Germany's Infineon opens major chip plant as EU seeks tech autonomy

German semiconductor giant Infineon opened a five-billion-euro ($5.7 billion) microchip plant Thursday, as Europe seeks to bolster its high-tech autonomy.

The "Smart Power Fab" in the eastern city of Dresden, completed three months ahead of schedule, has been hailed as a symbol of an EU push to reduce dependency for crucial parts on Asia and the United States.

"We all want to further strengthen Europe's position as a semiconductor hub," Infineon CEO Jochen Hanebeck said at the opening ceremony. "And technological sovereignty does not begin with words, but with factories like this one."

The plant will produce chips for intelligent power management that are used in everything from electric vehicles, wind turbines and solar plants to data centres crucial for artificial intelligence.

The plant will operate 24 hours a day, seven days a week with employees working in three shifts.

In the highly automated "clean rooms" where chips are manufactured, the air is continuously filtered to eliminate virtually all dust, and employees wear a polyester-carbon fibre blend suit, a hood, mask, latex gloves and boots to prevent any contamination.

The facility was backed by the EU's Chips Act with one billion euros in subsidies, part of a broader policy aimed at doubling the EU's share of global semiconductor production from 10 to 20 percent by 2030.

Chancellor Friedrich Merz, who addressed the event via live video link from Berlin, said the plant opening "has direct strategic significance for our digital sovereignty, our economic resilience and our independence".

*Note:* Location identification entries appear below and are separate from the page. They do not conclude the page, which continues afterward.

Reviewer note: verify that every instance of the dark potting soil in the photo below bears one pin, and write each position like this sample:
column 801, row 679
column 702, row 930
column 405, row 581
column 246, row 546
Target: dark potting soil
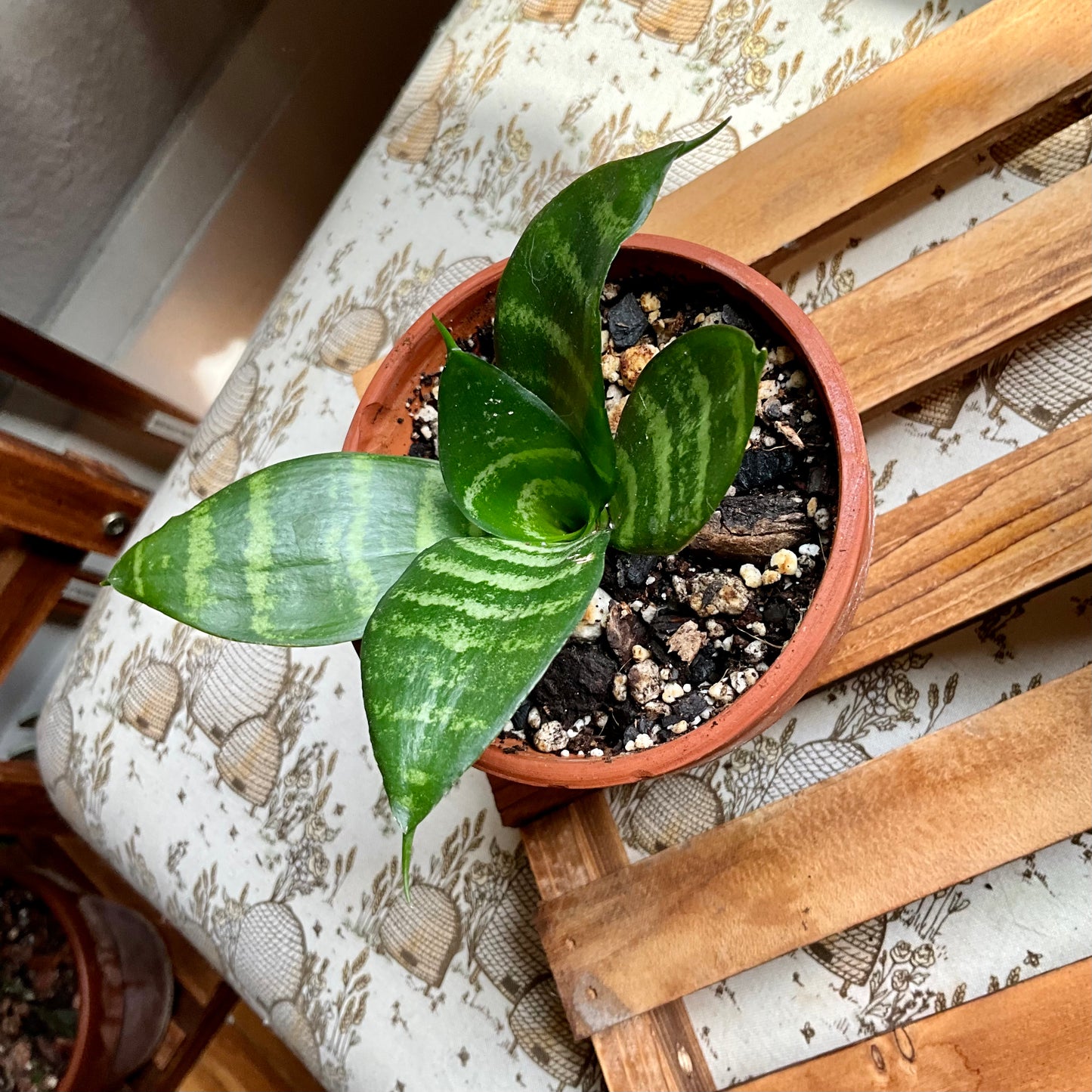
column 669, row 642
column 39, row 1001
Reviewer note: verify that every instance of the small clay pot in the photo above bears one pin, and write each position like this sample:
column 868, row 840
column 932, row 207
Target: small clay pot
column 376, row 428
column 124, row 972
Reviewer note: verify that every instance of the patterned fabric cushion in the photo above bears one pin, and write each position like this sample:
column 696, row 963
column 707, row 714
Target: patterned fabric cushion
column 234, row 785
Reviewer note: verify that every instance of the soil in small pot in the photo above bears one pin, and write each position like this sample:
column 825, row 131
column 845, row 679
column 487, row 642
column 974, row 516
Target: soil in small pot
column 670, row 641
column 39, row 1001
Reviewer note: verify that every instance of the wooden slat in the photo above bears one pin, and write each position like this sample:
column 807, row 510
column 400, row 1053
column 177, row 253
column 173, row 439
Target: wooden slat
column 1006, row 530
column 988, row 790
column 659, row 1050
column 191, row 1028
column 970, row 299
column 33, row 574
column 979, row 81
column 1032, row 1038
column 991, row 537
column 57, row 370
column 61, row 497
column 24, row 804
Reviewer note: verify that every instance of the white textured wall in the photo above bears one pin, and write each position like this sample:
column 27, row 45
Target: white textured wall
column 88, row 90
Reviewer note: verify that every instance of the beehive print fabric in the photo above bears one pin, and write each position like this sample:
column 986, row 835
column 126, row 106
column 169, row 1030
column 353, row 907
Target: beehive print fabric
column 234, row 784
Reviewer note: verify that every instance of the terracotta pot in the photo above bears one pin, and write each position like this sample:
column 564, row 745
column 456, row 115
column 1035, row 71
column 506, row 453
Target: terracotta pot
column 124, row 973
column 376, row 428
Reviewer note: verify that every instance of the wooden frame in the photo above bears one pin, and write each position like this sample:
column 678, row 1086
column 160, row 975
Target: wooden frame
column 54, row 510
column 49, row 366
column 1020, row 524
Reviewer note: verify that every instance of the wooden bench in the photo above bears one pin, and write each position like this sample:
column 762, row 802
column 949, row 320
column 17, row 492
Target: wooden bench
column 999, row 784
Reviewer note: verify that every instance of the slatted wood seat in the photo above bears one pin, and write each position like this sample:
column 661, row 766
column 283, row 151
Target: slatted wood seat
column 999, row 784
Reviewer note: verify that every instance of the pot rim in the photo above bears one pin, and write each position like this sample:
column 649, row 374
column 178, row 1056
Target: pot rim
column 63, row 902
column 839, row 591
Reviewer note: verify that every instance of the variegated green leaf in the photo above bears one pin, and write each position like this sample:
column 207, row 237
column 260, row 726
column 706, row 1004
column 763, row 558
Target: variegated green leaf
column 509, row 462
column 682, row 438
column 452, row 650
column 297, row 554
column 547, row 330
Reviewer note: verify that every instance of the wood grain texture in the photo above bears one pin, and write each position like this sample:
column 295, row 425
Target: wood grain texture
column 1030, row 1038
column 196, row 976
column 24, row 804
column 60, row 497
column 572, row 848
column 33, row 574
column 985, row 790
column 1003, row 531
column 49, row 366
column 246, row 1056
column 951, row 308
column 979, row 81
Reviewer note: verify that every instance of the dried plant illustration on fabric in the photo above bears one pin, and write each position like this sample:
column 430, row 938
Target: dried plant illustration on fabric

"Investment in data centres is breaking new records year on year," Merz said, referring to the AI-driven boom in demand. "Because the foundations for the industries of the future are being laid today."

- 'Silicon Saxony' -

Work on the new plant began in May 2023, and represents both the largest single investment in Infineon's history and a major strategic pivot for the technology firm based outside of Munich.

The company has moved away from being primarily a supplier to the automotive industry and instead sought to capitalise on the massive AI investment boom.

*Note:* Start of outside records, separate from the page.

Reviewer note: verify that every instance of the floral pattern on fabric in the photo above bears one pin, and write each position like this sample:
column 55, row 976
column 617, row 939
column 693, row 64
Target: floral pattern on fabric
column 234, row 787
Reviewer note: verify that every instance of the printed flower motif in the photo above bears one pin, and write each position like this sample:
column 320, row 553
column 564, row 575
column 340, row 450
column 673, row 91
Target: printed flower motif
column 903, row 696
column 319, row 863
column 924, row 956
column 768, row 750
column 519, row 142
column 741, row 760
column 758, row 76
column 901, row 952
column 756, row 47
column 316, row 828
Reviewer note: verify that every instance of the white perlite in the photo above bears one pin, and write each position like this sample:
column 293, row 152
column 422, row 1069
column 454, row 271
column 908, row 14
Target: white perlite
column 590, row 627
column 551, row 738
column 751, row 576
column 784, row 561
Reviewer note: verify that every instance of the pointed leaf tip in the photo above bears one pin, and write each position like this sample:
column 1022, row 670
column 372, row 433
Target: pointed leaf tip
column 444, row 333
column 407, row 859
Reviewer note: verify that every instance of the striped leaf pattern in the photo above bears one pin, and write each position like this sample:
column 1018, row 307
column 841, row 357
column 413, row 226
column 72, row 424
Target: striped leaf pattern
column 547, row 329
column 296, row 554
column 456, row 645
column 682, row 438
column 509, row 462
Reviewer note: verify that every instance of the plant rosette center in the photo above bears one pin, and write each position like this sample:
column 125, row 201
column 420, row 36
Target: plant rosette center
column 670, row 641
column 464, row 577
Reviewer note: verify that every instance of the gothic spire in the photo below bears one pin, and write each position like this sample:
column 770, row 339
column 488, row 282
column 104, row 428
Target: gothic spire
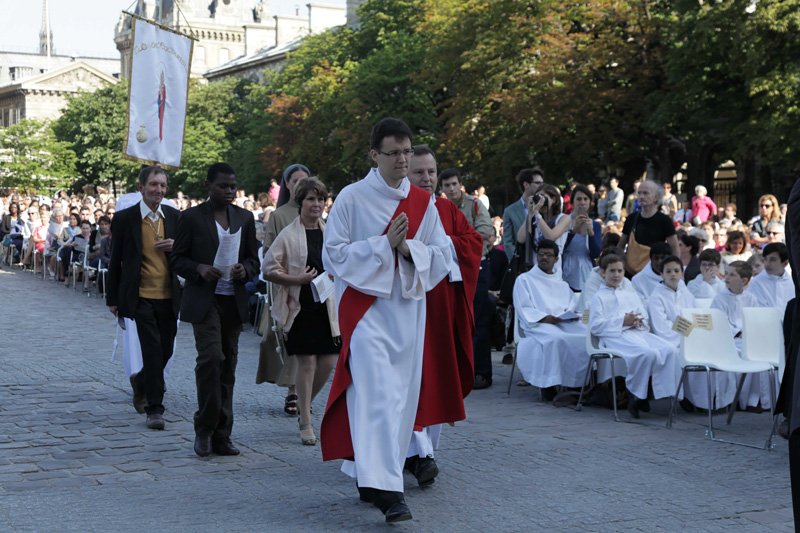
column 46, row 33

However, the plant opening comes amid significant volatility affecting AI-related stocks, driven by growing concerns over the difficulty of making these massive investments profitable.

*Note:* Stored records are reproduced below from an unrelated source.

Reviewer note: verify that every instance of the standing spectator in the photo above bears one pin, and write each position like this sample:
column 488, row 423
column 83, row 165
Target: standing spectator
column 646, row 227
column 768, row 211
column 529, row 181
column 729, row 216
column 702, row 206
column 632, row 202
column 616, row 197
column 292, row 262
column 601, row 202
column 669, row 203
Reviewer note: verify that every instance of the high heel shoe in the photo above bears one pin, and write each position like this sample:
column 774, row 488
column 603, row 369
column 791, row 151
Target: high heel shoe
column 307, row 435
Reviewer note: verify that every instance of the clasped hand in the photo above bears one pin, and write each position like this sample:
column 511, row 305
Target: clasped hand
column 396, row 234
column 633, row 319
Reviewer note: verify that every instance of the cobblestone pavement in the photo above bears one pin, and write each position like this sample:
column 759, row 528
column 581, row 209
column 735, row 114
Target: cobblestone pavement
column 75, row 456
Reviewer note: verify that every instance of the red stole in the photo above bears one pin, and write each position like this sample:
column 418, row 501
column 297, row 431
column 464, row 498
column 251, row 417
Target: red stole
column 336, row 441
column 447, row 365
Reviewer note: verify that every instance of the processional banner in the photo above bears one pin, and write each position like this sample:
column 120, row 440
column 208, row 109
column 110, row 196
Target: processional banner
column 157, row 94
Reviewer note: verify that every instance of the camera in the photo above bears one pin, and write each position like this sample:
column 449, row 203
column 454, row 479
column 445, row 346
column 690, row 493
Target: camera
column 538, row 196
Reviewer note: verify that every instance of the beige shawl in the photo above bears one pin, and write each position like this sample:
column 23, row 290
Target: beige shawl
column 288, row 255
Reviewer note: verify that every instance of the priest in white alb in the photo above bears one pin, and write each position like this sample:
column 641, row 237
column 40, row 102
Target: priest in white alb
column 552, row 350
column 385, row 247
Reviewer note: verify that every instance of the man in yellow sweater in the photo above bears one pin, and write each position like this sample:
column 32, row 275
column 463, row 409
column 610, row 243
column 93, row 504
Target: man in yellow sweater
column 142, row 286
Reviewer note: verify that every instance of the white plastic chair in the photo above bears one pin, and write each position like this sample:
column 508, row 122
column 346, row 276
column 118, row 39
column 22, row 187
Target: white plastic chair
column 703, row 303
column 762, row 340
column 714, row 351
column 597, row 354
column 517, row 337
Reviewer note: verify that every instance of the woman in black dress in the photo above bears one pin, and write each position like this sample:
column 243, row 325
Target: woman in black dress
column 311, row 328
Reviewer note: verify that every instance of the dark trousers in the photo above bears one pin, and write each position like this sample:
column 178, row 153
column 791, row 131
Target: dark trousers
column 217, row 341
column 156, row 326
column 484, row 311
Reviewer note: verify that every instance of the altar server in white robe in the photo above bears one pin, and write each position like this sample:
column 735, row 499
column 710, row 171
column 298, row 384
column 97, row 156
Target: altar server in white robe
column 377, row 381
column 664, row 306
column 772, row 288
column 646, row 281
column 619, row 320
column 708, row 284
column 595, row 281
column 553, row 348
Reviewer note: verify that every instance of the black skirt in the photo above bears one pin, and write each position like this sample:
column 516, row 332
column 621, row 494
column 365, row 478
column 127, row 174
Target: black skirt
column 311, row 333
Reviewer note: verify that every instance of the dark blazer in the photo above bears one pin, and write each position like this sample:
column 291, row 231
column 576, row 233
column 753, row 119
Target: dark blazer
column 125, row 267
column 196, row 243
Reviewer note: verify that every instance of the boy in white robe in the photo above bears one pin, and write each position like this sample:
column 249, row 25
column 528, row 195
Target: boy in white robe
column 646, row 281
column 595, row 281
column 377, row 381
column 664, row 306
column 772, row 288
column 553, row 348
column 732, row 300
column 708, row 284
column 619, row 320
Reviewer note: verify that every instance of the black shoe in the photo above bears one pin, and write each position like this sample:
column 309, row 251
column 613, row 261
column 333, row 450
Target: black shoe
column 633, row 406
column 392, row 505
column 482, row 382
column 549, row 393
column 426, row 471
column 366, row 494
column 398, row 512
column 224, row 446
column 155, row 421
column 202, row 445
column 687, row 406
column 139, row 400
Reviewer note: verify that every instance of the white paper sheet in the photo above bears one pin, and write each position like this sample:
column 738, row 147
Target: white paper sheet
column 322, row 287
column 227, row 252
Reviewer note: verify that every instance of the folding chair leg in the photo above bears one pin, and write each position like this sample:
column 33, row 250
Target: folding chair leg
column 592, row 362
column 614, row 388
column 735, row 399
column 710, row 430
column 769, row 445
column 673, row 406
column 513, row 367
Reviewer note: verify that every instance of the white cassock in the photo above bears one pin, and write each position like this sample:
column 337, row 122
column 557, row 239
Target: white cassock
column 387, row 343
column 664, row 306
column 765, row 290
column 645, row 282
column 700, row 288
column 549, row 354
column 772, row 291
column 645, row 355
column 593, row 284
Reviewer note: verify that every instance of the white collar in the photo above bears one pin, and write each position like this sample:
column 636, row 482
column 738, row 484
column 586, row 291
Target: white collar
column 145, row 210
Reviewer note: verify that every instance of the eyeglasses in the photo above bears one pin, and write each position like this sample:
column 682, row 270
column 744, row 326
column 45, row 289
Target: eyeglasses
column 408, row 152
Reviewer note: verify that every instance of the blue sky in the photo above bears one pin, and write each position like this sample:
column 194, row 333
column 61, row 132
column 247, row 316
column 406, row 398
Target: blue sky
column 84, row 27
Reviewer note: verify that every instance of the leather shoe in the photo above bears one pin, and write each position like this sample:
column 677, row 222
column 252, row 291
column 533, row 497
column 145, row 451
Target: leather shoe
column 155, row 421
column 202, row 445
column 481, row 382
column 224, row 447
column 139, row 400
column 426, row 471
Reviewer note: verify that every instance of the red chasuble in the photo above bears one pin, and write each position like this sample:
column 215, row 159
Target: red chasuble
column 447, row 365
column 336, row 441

The plant is located in the heart of Germany's "Silicon Saxony", which has boasted one of Europe's most dynamic clusters for the microchip industry with a regional specialisation in the sector that dates to investments by communist East Germany.

Dresden, home to nine universities, has a large number of trained engineers who are sought after by the roughly 2,500 companies in the sector operating in the area.

"One in three chips produced in Europe is made in Saxony," Germany's digital minister, Karsten Wildberger, noted at the event.

While constructing the "Smart Power Fab" came at a high cost, the subsequent unit production cost of the microchips will be minimal, say experts.

"The chip industry is a business driven by extreme economies of scale," Wolfgang Weber, head of the German electronics association ZVEI, told AFP.

"The first chip is incredibly expensive because you have to build a factory first -- an investment that can run into the billions of euros. Once production is up and running, unit costs drop sharply."